I don’t know why the world isn’t screaming about what’s happening in Afghanistan
How to silence any protest from women? Make speech illegal, writes Frieda Hughes. What the Taliban is doing is unthinkable
CONSTRAINTS
Sometimes we choose our constraints
And the heartbeats of our boundaries. But not always.
For the first time in months, since my critter-carer
Who’d feed my ferrets, walk dogs and toss defrosted chicks
To waiting owls left me, I stayed away for a night.
Henley-on-Thames was still there, with the river idling by
As if it never rose or fell, offering ducks and geese
In return for bread, in a world in which the shutters are closing.
Senior government policy advisors in anonymous buildings
Are finding ways to qualify themselves for enrichment
And give themselves purpose – even in being pointless –
While diminishing your one, your only, precious life.
Legislation, complications, restrictions, go slow, go slower still,
Until stationary.

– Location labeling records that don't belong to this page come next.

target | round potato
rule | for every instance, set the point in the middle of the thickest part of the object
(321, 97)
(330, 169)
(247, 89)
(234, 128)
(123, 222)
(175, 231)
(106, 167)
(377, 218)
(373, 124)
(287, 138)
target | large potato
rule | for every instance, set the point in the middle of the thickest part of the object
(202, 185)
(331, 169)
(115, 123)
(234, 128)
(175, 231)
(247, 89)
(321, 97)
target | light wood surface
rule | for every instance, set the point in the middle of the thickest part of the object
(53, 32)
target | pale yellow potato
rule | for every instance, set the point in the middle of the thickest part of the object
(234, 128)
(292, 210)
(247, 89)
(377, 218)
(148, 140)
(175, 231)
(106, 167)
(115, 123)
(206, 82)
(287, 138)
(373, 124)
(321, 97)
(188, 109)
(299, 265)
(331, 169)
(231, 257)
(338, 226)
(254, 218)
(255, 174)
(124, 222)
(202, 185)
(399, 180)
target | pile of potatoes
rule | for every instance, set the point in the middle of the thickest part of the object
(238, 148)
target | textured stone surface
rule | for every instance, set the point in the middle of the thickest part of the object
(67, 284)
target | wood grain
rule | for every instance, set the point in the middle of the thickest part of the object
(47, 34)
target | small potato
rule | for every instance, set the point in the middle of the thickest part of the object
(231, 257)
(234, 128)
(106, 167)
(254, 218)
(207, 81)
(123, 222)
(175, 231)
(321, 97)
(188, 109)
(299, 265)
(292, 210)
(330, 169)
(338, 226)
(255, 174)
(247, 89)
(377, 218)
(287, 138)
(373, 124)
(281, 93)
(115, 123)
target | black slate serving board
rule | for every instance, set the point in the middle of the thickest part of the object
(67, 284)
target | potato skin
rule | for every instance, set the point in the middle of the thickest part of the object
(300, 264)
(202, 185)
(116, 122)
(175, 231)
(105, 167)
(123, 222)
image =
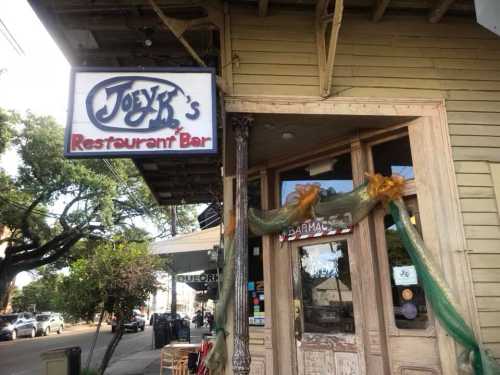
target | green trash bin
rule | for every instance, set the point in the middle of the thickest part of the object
(63, 361)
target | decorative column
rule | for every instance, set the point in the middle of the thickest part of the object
(173, 233)
(241, 355)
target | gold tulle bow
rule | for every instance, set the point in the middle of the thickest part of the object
(383, 188)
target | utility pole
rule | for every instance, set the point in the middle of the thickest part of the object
(173, 232)
(241, 355)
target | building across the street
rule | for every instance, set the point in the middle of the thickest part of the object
(331, 90)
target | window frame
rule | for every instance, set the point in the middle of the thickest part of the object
(410, 191)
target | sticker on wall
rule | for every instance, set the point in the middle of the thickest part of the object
(405, 275)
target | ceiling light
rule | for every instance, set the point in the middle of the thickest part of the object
(321, 167)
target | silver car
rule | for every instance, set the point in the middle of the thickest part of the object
(49, 322)
(16, 325)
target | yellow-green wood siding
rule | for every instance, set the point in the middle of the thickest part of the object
(401, 56)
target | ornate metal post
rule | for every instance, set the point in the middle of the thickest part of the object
(241, 355)
(173, 233)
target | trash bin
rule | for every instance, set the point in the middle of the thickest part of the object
(159, 328)
(184, 331)
(63, 361)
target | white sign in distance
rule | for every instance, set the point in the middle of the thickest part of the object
(405, 275)
(203, 278)
(125, 112)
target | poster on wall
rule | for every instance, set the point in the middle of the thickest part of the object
(127, 112)
(318, 227)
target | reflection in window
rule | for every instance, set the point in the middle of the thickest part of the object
(256, 310)
(333, 175)
(393, 157)
(326, 288)
(408, 297)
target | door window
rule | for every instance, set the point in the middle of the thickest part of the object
(326, 288)
(333, 175)
(408, 297)
(393, 158)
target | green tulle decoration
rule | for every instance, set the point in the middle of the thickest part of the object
(357, 204)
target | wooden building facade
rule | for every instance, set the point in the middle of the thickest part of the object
(335, 90)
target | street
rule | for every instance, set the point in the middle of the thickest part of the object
(22, 357)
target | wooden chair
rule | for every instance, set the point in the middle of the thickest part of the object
(180, 366)
(175, 359)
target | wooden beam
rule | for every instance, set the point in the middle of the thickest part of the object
(379, 9)
(440, 10)
(326, 57)
(177, 29)
(241, 352)
(263, 7)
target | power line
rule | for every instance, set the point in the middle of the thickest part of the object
(11, 39)
(129, 192)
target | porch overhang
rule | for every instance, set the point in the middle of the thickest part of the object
(189, 252)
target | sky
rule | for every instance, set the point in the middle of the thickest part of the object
(39, 79)
(36, 80)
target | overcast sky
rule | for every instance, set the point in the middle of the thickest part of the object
(36, 80)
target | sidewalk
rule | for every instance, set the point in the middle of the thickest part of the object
(147, 362)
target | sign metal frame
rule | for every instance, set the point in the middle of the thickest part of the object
(128, 154)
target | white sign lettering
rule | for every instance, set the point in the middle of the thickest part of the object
(129, 112)
(203, 278)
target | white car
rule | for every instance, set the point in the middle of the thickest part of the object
(49, 322)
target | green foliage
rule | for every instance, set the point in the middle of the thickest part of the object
(120, 274)
(53, 202)
(43, 293)
(6, 130)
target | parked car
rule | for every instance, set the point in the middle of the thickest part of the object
(136, 323)
(49, 322)
(16, 325)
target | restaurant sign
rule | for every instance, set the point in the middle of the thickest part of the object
(126, 112)
(203, 278)
(318, 227)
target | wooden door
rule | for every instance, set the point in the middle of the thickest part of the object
(410, 326)
(327, 310)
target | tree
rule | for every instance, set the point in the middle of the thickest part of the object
(120, 275)
(42, 294)
(55, 202)
(6, 130)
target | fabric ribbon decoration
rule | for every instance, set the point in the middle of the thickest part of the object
(305, 204)
(440, 296)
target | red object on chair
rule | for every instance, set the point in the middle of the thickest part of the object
(204, 350)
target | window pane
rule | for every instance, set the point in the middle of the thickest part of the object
(326, 288)
(393, 157)
(333, 175)
(256, 305)
(408, 297)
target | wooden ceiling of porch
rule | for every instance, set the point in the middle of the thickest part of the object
(114, 33)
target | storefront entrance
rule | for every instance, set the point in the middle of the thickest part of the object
(327, 302)
(348, 302)
(357, 304)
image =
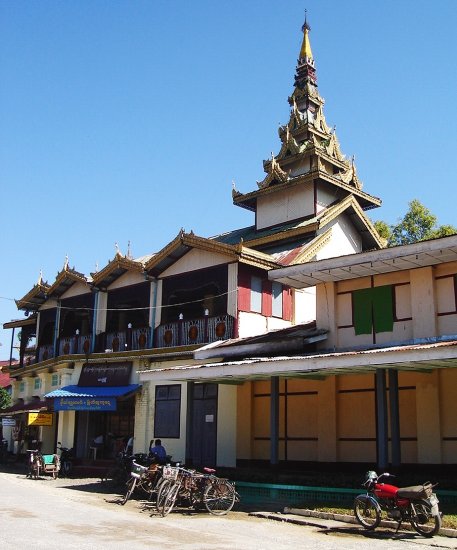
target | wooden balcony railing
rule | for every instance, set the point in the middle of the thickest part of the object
(194, 331)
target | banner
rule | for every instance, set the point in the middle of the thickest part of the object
(85, 404)
(8, 421)
(40, 419)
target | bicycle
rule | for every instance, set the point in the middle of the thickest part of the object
(146, 478)
(216, 494)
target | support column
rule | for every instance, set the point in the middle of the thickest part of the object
(395, 444)
(381, 420)
(274, 421)
(428, 419)
(327, 426)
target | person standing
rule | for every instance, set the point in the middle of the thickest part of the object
(157, 450)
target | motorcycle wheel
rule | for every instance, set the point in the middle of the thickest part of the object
(162, 493)
(422, 520)
(366, 513)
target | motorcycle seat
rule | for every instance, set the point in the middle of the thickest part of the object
(416, 491)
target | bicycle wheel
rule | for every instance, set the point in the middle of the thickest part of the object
(422, 520)
(170, 499)
(219, 497)
(366, 513)
(154, 492)
(131, 484)
(162, 493)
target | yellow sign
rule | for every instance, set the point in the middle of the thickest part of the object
(40, 419)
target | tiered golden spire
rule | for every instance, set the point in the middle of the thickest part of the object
(305, 51)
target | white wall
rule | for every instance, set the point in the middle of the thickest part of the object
(345, 239)
(193, 260)
(76, 289)
(304, 305)
(288, 205)
(226, 426)
(127, 279)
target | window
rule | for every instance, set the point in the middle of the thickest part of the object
(373, 309)
(167, 411)
(256, 294)
(276, 297)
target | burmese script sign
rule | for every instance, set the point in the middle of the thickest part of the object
(105, 374)
(40, 419)
(85, 404)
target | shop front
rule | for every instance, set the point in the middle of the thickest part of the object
(96, 416)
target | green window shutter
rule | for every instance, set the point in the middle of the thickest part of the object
(362, 311)
(383, 318)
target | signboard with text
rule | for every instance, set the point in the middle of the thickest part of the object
(8, 421)
(85, 404)
(105, 374)
(40, 419)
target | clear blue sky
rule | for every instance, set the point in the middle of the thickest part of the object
(127, 120)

Licences, certificates, three points of contact
On all ladders, and AI is closing in, reinventing us as it feeds
From the dwindling freedoms of mostly women. Some don’t
Even own the land rights to their own wombs, others are banned
From speaking in public from beneath the premature shrouds
That obliterate their features, by men, in fear of other men
Who cannot control their upright appendages, and themselves.